Born in 1911 in Talbot County, Jim Bunkley started playing music when he was eight years old. He had four brothers and four sisters, all of whom played some form of music. An early influence on Bunkley was Blind Lemon Jefferson.

Green Paschal , recorded in Talbotton, GA 1969 (4:45 min.)

(Clip courtesy of George Mitchell and Fat Possum Records)

Paschal was born around 1927 in Talbotton, Georgia and started playing music sometime in the 1950s. He "used to play for the white people at the frolic". He comments: "I used to play nothing but the blues before I joined the church...I joined the church about fifteen years [ago] and I quit playing blues...Good old church songs, these old-fashioned songs, I likes 'em...I don't like these jumped up songs that people sing now...I believe in the old way, I just like old songs, the spirit of those old songs. Now those songs that they sing now, they're all right, them that want to sing 'em, they good, I like to hear 'em singing, but it ain't for me..."

Albert Macon and Robert Thomas
( 2:43 min.)

(Clip courtesy of George Mitchell and Fat Possum Records)

Recorded in Society Hill, AL in the early 1980s.
Robert Thomas was born in 1929, Albert Macon in 1920. Both grew up in Macon County, Alabama.

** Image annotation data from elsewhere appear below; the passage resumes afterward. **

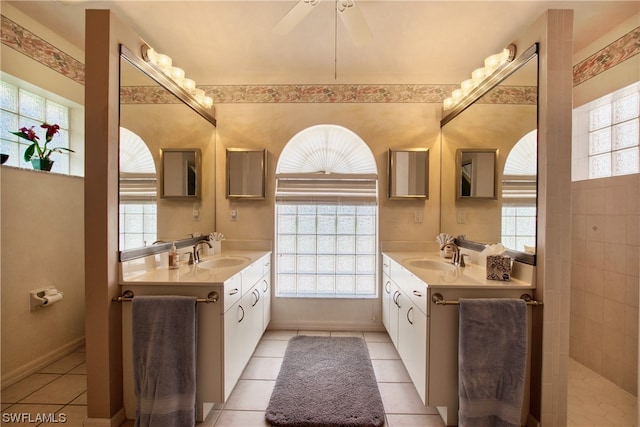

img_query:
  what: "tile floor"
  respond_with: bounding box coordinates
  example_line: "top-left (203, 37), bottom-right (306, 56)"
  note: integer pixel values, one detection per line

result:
top-left (0, 331), bottom-right (636, 427)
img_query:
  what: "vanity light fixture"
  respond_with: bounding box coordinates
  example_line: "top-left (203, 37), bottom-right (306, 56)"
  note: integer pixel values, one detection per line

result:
top-left (443, 44), bottom-right (516, 111)
top-left (141, 44), bottom-right (213, 108)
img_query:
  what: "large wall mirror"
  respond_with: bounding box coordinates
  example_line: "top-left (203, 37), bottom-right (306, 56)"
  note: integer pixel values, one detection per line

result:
top-left (440, 45), bottom-right (538, 263)
top-left (387, 148), bottom-right (429, 199)
top-left (119, 46), bottom-right (216, 254)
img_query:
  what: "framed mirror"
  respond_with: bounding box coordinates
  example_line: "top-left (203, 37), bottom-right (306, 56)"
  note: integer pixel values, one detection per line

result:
top-left (440, 44), bottom-right (539, 264)
top-left (160, 148), bottom-right (202, 199)
top-left (387, 148), bottom-right (429, 199)
top-left (226, 148), bottom-right (267, 199)
top-left (456, 149), bottom-right (498, 200)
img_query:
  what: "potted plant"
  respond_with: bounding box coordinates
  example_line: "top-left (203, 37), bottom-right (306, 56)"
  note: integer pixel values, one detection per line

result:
top-left (11, 123), bottom-right (75, 171)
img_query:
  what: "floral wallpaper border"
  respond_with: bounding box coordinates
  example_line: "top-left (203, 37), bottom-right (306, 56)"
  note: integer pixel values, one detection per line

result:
top-left (0, 15), bottom-right (84, 85)
top-left (573, 27), bottom-right (640, 87)
top-left (0, 15), bottom-right (640, 104)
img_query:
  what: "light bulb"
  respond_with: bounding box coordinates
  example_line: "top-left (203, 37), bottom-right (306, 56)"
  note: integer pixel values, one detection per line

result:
top-left (182, 79), bottom-right (196, 93)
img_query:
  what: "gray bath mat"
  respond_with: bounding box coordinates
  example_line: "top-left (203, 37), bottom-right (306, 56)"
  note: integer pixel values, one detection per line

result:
top-left (266, 336), bottom-right (384, 427)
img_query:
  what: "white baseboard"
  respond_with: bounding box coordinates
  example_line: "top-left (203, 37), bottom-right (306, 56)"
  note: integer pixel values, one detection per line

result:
top-left (0, 336), bottom-right (84, 388)
top-left (268, 320), bottom-right (385, 332)
top-left (527, 414), bottom-right (540, 427)
top-left (83, 408), bottom-right (127, 427)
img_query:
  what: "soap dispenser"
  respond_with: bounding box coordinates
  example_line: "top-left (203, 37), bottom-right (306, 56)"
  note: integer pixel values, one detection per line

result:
top-left (169, 242), bottom-right (178, 270)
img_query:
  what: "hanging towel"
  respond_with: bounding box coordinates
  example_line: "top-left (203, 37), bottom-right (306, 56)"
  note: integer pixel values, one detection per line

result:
top-left (458, 298), bottom-right (527, 427)
top-left (131, 295), bottom-right (196, 427)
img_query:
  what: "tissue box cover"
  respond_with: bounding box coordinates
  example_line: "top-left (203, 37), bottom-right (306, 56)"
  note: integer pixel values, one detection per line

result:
top-left (487, 255), bottom-right (511, 282)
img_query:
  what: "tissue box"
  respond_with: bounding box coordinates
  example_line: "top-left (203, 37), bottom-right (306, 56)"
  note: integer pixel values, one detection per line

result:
top-left (487, 255), bottom-right (511, 282)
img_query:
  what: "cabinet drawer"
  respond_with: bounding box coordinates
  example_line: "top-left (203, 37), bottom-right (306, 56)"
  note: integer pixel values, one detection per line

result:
top-left (391, 263), bottom-right (428, 314)
top-left (382, 255), bottom-right (391, 276)
top-left (240, 259), bottom-right (264, 295)
top-left (223, 274), bottom-right (242, 312)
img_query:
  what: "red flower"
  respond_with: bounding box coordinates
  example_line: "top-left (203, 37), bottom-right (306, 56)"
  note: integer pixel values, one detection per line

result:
top-left (40, 123), bottom-right (60, 142)
top-left (16, 126), bottom-right (40, 141)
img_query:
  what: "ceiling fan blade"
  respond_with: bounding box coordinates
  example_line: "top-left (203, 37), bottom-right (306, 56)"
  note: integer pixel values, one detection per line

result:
top-left (336, 0), bottom-right (373, 46)
top-left (273, 0), bottom-right (320, 35)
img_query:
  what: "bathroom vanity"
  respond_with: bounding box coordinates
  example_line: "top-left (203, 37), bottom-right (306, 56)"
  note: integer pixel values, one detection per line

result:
top-left (382, 252), bottom-right (535, 425)
top-left (120, 251), bottom-right (271, 421)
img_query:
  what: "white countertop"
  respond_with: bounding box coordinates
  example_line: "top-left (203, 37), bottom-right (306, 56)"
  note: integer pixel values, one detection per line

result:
top-left (120, 250), bottom-right (269, 286)
top-left (383, 252), bottom-right (536, 289)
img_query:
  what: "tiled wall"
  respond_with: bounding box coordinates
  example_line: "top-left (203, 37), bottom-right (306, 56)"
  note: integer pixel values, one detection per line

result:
top-left (570, 174), bottom-right (640, 395)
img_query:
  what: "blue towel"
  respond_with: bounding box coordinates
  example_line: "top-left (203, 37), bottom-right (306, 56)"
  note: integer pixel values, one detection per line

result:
top-left (458, 298), bottom-right (527, 427)
top-left (131, 296), bottom-right (196, 427)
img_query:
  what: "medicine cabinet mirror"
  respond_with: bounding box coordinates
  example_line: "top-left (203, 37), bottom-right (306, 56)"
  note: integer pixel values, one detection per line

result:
top-left (388, 148), bottom-right (429, 199)
top-left (456, 149), bottom-right (498, 199)
top-left (226, 148), bottom-right (267, 199)
top-left (160, 148), bottom-right (202, 199)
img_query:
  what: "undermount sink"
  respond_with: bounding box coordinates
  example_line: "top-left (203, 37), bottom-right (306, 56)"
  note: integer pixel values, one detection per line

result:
top-left (405, 259), bottom-right (456, 271)
top-left (198, 256), bottom-right (249, 268)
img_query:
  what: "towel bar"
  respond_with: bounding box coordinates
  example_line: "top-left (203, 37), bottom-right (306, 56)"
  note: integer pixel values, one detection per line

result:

Thomas began playing blues guitar when he was nineteen or twenty, learning under Albert Macon. The two played together consistently until Macon died in 1993.

Bud Grant, recorded in Thomaston, GA in 1969 (5:30 min.)

(Clip courtesy of George Mitchell and Fat Possum Records)

Grant discusses making his first guitar from a poplar tree and playing "frolicking" dance music at neighborhood parties. He started playing blues in 1940," learning to play from listening to records." Grant also notes, "I can play a little rock 'n' roll myself now, but I always fancy blues the most."

Unknown Blues Artist, possibly recorded in 1969 (4:45 min.)

(Clip courtesy of George Mitchell and Fat Possum Records)

Although the identity of this artist remains unknown, his story contributes to the musical history of the region. He was born in 1928 and grew up in Talbotton, GA. He started playing guitar when he was nine years old; some of the early blues tunes that he learned "came from Blind Boy Fuller." At the end of the clip, he demonstrates "The Buck", an instrumental tune that was played at neighborhood parties. "The Buck" sounds similar to Precious Bryant's "Georgia Buck".

Note: This recording contains some distortion.